With the moniker of Mr. Big Healey, John Chatham has earned his status as one of the storied marque’s most legendary men. Across four decades, Chatham piloted DD300 – an Austin-Healey 3000 – on tracks around the world and became famous as one of the fastest drivers of the era.
Chatham’s father purchased a garage in Bristol after the Second World War and the youngster grew up around the business. He purchased his first Healey at the age of 20 and set out to become a racing driver. “Back then, I thought simply owning a Healey made me a racing driver. All I had to do was attach a couple of pieces of sticky tape across the headlights, and I was away,” Chatham says, and “every chance I could get I’d drive her to a race or a hillclimb of some sort, and sign myself up as a competitor.”

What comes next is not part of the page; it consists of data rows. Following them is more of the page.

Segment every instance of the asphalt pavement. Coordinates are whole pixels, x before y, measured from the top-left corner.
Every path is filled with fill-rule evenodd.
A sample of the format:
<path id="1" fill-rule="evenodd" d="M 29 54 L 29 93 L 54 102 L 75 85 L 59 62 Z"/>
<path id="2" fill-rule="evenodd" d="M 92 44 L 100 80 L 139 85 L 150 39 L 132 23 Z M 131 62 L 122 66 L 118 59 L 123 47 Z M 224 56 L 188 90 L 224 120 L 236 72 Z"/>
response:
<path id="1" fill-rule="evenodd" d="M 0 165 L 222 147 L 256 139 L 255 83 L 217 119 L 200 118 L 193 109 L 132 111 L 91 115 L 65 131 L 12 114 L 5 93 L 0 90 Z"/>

He soon established a reputation as a fearsome competitor and during the 60s began to compete against the historic names like Stirling Moss and Roger Clark. “I remember one rally in particular back in the 1960s, when I was seeded below Stirling because I was a less well-known name, even though I’d driven faster than him in the previous few days,” he remembered.
“I was so furious, the red mist came down and stayed down across most of Europe. Driven by anger, I left the whole field behind, and would have won the race hands down had I not allowed my concentration to slip while talking to my navigator in the middle of the Alps – I drove straight on at a sharp bend and crashed into the barrier. Not my finest hour.”
He continued to race against Moss and other legends like Timo Makinen across 22 countries and countless tracks. He raced the Targa Florio in an MGC and took part in the International Healey Challenge in the 90s. DD300 was sold off to finance other ventures, Chatham explains that “I bought that car in 1963 for £365, and raced it almost every day for more than 40 years. Then I sold it to a banker in 2005 for £265,000. Not a bad profit, even if I say so myself.”
A stroke has slowed – but not stopped – the irrepressible Englishman and continues to work on Healeys from his farm in Bristol. Just the sort of thing that you would expect from Mr. Big Healey himself. After all, the man wooed his beautiful wife – a glamorous BOAC flight attendant named Vicky – while driving a VW Bus.